Comme dans le cas de la DEAC450, et contrairement à son précurseur 146, le module (C1N3)EAC-[Ac] est peu soluble dans le THF. La présence de l’espaceur C1N3 est potentiellement une source de polarité et surtout de -stacking diminuant la solubilité dans le milieu. La réaction de substitution sur les plateformes P1 et P3 s’effectue là aussi aléatoirement et difficilement. Dans le cas de P1 comme de P3, le produit intermédiaire a pu être détecté ponctuellement par CCM après plusieurs jours à température ambiante, cependant l’ajout du quadrupôle greffable (HQ)A4 dans le milieu n’aboutit pas à la formation de la structure coopérative souhaitée, celui-ci n’étant pas consommé après plusieurs jours de réaction. Ni le chauffage du milieu réactionnel, ni même l’ajout d’une base plus forte telle que l’hydrure de sodium, censée faciliter la formation de l’anion phénolate, n’ont eu un effet positif sur la réaction.

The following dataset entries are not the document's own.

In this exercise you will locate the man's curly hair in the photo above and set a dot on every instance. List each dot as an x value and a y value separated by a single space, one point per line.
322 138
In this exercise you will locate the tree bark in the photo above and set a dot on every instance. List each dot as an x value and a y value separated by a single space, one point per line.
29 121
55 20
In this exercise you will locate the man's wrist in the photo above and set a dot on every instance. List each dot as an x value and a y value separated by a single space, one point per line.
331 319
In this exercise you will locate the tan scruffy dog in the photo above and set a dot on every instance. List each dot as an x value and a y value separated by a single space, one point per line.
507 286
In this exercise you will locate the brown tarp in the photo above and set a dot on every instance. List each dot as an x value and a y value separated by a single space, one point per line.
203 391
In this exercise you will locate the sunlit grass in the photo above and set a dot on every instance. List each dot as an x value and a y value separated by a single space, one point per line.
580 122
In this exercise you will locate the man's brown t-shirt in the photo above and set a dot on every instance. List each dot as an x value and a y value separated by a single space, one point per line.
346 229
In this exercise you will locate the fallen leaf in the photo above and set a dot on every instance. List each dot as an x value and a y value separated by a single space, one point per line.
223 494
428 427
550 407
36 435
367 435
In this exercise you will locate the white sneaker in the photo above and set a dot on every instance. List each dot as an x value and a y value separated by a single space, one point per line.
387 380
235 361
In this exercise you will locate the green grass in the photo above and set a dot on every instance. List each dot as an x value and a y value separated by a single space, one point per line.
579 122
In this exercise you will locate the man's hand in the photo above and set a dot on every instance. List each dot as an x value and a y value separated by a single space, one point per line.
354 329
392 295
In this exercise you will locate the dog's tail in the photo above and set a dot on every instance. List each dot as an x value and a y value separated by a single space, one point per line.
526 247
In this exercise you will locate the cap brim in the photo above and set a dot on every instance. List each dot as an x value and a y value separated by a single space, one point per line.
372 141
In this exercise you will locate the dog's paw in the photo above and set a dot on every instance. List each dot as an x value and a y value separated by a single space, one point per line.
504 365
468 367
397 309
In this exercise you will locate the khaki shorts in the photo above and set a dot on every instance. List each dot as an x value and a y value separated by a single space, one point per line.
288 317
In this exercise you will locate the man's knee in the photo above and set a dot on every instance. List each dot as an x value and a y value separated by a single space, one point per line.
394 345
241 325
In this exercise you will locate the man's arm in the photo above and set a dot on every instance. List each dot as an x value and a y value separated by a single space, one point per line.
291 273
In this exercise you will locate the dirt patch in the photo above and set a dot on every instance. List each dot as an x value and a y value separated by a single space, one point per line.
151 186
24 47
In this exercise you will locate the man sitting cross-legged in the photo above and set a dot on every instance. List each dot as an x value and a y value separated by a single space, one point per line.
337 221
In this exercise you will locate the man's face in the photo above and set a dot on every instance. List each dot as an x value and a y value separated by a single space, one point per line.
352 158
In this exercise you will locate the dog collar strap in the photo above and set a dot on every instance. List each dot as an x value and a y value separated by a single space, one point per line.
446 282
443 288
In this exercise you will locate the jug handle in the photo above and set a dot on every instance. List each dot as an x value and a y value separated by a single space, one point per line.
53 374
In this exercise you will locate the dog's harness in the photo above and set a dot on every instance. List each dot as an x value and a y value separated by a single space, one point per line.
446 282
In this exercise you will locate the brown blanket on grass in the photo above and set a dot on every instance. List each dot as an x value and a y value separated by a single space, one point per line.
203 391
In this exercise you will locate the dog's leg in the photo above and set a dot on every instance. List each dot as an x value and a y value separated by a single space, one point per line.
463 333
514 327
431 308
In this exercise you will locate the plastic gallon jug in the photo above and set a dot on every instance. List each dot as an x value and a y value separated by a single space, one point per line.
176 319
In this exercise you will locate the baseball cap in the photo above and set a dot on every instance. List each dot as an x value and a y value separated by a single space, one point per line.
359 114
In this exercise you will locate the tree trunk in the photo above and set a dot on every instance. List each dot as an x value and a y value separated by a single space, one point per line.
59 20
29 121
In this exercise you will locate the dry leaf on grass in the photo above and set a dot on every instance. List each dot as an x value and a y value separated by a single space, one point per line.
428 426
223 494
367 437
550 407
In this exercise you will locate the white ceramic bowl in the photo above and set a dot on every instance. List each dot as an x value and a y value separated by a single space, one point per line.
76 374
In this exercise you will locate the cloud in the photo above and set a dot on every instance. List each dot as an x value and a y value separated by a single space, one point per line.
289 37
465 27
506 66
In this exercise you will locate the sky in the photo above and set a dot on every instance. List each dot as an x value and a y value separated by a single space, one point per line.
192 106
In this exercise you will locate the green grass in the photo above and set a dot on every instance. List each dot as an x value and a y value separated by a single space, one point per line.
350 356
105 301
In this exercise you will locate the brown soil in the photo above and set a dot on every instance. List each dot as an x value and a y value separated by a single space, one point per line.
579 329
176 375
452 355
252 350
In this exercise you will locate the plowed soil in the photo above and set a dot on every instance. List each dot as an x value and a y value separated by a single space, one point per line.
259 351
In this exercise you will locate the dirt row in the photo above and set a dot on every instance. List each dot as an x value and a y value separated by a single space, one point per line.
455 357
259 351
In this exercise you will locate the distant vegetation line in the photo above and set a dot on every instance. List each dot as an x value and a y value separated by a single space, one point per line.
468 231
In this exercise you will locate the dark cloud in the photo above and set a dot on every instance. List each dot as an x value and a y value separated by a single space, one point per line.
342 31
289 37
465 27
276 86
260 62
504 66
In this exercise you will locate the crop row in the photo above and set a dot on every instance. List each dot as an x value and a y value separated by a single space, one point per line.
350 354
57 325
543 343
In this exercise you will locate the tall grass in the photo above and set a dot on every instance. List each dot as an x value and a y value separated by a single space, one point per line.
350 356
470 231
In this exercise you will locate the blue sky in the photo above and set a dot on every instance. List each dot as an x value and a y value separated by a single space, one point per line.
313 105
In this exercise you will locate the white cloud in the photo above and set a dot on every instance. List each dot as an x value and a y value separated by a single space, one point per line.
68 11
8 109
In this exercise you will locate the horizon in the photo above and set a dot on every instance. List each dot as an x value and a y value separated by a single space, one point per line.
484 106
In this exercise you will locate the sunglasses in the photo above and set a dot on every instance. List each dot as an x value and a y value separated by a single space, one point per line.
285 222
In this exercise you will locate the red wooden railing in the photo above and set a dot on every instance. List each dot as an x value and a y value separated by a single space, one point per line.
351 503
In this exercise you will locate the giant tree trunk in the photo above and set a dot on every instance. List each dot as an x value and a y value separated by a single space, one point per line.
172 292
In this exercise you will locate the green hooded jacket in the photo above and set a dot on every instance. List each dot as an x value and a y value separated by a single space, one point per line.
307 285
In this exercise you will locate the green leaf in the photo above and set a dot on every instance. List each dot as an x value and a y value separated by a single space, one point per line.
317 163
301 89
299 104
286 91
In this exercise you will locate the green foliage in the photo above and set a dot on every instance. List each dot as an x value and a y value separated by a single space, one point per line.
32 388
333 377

Les multiples échecs enregistrés sur les plateformes phosphorées P1 et P3 fonctionnalisables par substitution nucléophile nous ont finalement conduits à abandonner cette approche. Tour à tour, les problèmes de solubilité ont été réglés avec le module décageur (Ty)DEAC450-[GluBoc], puis un espaceur potentiellement plus nucléophile a été utilisé dans le composé (C1N3)EAC-[Ac]. Malgré cela, aucune tendance rationnelle n’a malheureusement pu être clairement dégagée des réactions réalisées. D’autres réactions et fonctions de greffage ont alors été investiguées pour palier à l’incompatibilité chimique mise en évidence ici.